The Toxic Avenger (1986) poster

The Toxic Avenger (1984)


USA. 1984.


Directors – Michael Herz & Samuel Weil [Lloyd Kaufman], Screenplay – Joe Ritter, Story – Lloyd Kaufman, Producers – Michael Herz & Lloyd Kaufman, Photography – James London, Makeup Effects – Jennifer Aspinall, Art Direction – Alexandra Mazur & Barry Shapiro. Production Company – Troma.


Mitchell Cohen (The Toxic Avenger), Andree Maranda (Sara), Pat Ryan Jr (Mayor Peter Belgoody), Gary Schneider (Bozo), Cindy Manion (Julie), Robert Prichard (Slug), Jennifer Baptist (Wanda), Mark Torgl (Melvin Furd), David Weiss (Police Chief), Dick Martinsen (Officer O’Clancy)


Tromaville, New Jersey is the toxic waste capital of the world. Geekish Melvin Furd is the janitor at the trendy Tromaville Health Club. The very sight of Melvin enrages the psychotic Bozo. Bozo and his girlfriend play a cruel prank on Melvin where she says she is turned on by him and gets him to come to her dressed in a pink tutu, only for everybody to be waiting to taunt him.
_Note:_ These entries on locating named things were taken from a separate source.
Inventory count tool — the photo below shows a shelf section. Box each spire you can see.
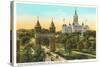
[63,18,65,24]
[75,8,77,16]
[82,22,84,26]
[50,17,55,27]
[73,9,78,25]
[50,18,55,33]
[69,22,71,26]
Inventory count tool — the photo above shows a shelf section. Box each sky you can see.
[16,3,96,31]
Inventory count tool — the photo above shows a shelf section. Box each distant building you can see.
[34,17,56,52]
[62,10,89,33]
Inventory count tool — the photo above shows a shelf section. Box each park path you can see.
[42,46,66,61]
[72,51,96,57]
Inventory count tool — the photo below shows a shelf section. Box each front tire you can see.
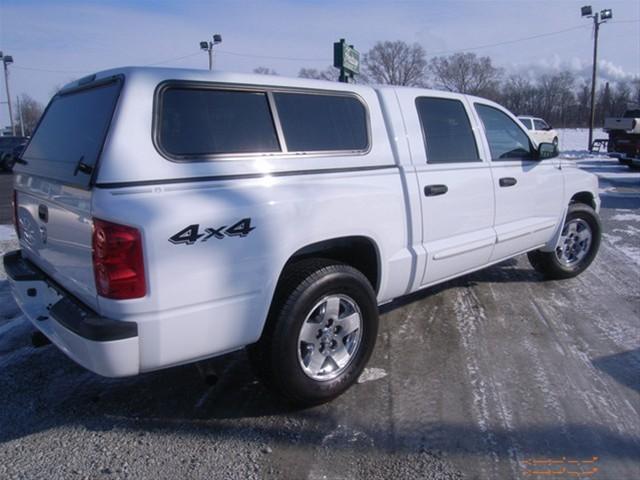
[248,259,378,405]
[527,203,602,280]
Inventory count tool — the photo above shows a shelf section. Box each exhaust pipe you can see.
[31,332,51,348]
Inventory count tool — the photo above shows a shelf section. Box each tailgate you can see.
[604,118,635,130]
[16,178,97,309]
[14,76,123,309]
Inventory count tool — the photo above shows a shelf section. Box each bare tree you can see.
[429,53,502,96]
[496,75,537,115]
[16,94,44,136]
[298,66,339,82]
[253,67,278,75]
[362,40,427,86]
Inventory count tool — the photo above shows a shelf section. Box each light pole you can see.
[0,52,16,137]
[200,33,222,70]
[580,5,613,151]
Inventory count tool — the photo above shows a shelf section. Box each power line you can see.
[144,52,200,67]
[7,19,640,74]
[218,50,332,62]
[427,25,590,55]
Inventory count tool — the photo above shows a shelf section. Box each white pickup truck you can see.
[4,68,601,404]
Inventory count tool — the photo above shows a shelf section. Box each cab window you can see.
[520,118,533,130]
[475,103,535,160]
[416,97,481,163]
[533,118,549,130]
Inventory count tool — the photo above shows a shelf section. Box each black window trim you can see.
[473,102,539,164]
[15,73,125,191]
[151,80,371,163]
[413,95,485,166]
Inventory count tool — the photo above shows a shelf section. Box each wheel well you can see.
[569,192,596,210]
[278,236,380,293]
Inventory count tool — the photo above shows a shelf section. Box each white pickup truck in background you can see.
[604,109,640,168]
[4,68,601,404]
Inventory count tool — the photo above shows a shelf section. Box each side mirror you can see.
[538,143,559,160]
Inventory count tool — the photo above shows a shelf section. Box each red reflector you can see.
[13,190,20,238]
[92,218,147,300]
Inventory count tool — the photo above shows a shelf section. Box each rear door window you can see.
[158,87,281,158]
[416,97,480,163]
[519,118,533,130]
[273,92,369,152]
[533,118,549,130]
[15,78,122,188]
[475,103,534,160]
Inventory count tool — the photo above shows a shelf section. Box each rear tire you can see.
[527,203,602,280]
[247,259,378,406]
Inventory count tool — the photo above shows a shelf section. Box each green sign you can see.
[342,45,360,73]
[333,38,360,77]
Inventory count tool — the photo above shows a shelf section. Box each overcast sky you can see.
[0,0,640,125]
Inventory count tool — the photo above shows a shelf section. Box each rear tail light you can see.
[13,190,20,238]
[92,218,147,300]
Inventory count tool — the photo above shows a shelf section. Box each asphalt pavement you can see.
[0,158,640,480]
Humiliated, Melvin jumps out a window, only to land in a vat of toxic waste. He emerges mutated into a huge, brawny and hideous green-skinned mutant. As the Toxic Avenger, he now exacts revenge on his tormentors with violent, gory regard and stands up to crime in the town.

Troma Films emerged in the 1980s where they quickly developed a niche as a company specialising in offensively bad taste films. Along with Class of Nuke ‘Em High (1986) released the same year (this had been made a couple of years earlier but was not widely seen until 1986), The Toxic Avenger was the lynchpin of Troma Films’ success. The Toxic Avenger and Class of Nuke ‘Em High were hits not so much in theatres but rather were some of the first films to find their market amid the relatively new VHS revolution. Troma subsequently made a niche of their own out of the grungiest possible end of the video market, where they seemed to wear their cheapness and sleaze with pride. The Troma name and studio head Lloyd Kaufman (directing here behind the pseudonym of Samuel Weil) have subsequently developed a cult following.

The Toxic Avenger can lay the dubious claim to being the world’s first superhero splatter film. Although, while thematically The Toxic Avenger is a superhero film, its intentions are much lower than that. The film is only intended as a vehicle to push boundaries – it heads into some radical areas of bad taste, while the gore quotient is extreme. The film ranges freely all over the place just to see what areas of offence it can get away with – slapstick humour about the blind; a person who masturbates over pictures of roadkill victims; the beating up of old ladies; a pointless and entirely disconnected sequence where a snake is put down the back of a jazzercize instructor’s leotard and the class follows his contortions suit. In perhaps the most extreme sequence, the four token perverts engage in a game a la Death Race 2000 (1975), collecting points for the types of victims they run down – in one scene, they mow down a boy on a bicycle then reverse to crunch over the body. The gore is extreme – limbs torn off, intestines ripped out, an amazing sequence where Toxie drops a barbell on a weightlifter’s head and so on.

Mitchell Cohen as The Toxic Avenger (1986)
Mitchell Cohen as The Toxic Avenger

Unlike other splatter films such as The Evil Dead (1981), Re-Animator (1985) and Bad Taste (1988), there is nothing enlivening to this onslaught of bad taste. These films deal in laughter made out of gore, human mutilation and bodily fluids and it is hard to define an exact line as to where bad taste filmmaking actually stops being comedy and merely becomes offensive. One could perhaps say that the aforementioned are cartoon films of the grotesque, whereas The Toxic Avenger is mean-spirited – it is a film made by people who like leper jokes and wife-beating jokes. The difference may well simply be that The Toxic Avenger is not funny – its’ intellectual level is down below even that of a Police Academy film.

Troma followed with three sequels:– The Toxic Avenger Part II (1988), The Toxic Avenger Part III: The Last Temptation of Toxie (1989) and Citizen Toxie: The Toxic Avenger Part 4 (2000). The Toxic Avenger later became a character in Troma’s children’s cartoon series Toxic Crusaders (1991-2). The making of a Toxic Avenger film also featured in the background of Troma’s Terror Firmer (1999), which was a bad taste Troma film about the making of a bad taste Troma film.